Visualize results of CCA plot CC1 versus CC2 and look at a violin plot.

p1 <- DimPlot(object=scData.CCA, reduction.use="cca", group.by="Plate",
              pt.size=0.5, do.return=TRUE)
p1
p2 <- VlnPlot(object=scData.CCA, features.plot="CC1", group.by="Plate",
              do.return=TRUE)
p2

MetageneBicorPlot examines a measure of correlation strength for each CC and find that this statistic generally saturates after a reasonable number of CCs.

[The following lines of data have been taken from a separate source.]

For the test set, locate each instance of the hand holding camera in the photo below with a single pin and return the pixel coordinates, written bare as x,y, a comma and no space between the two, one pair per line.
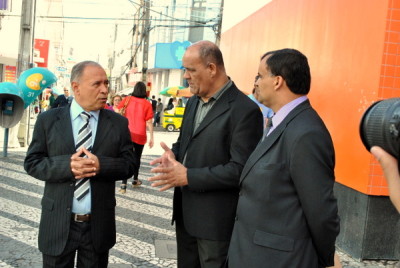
380,133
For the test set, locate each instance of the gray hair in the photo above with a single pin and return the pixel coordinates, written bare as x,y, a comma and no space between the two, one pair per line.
78,69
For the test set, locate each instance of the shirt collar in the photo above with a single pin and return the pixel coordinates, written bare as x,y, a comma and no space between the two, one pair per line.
76,110
286,109
221,91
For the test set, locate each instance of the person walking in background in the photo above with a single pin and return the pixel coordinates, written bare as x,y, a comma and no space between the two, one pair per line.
220,129
153,103
140,115
157,116
287,215
115,101
170,105
79,159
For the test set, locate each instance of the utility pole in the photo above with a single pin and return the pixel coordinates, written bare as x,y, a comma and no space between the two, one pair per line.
26,35
145,37
24,61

p3 <- MetageneBicorPlot(scData.CCA, grouping.var="Plate", dims.eval=1:30,
                        display.progress=FALSE)

scData.CCA <- AlignSubspace(scData.CCA, reduction.type="cca",
                            grouping.var="Plate", dims.align=1:param$cc,
                            do.par=TRUE, num.cores=param$cores)

We can visualize the aligned CCA and perform an integrated analysis.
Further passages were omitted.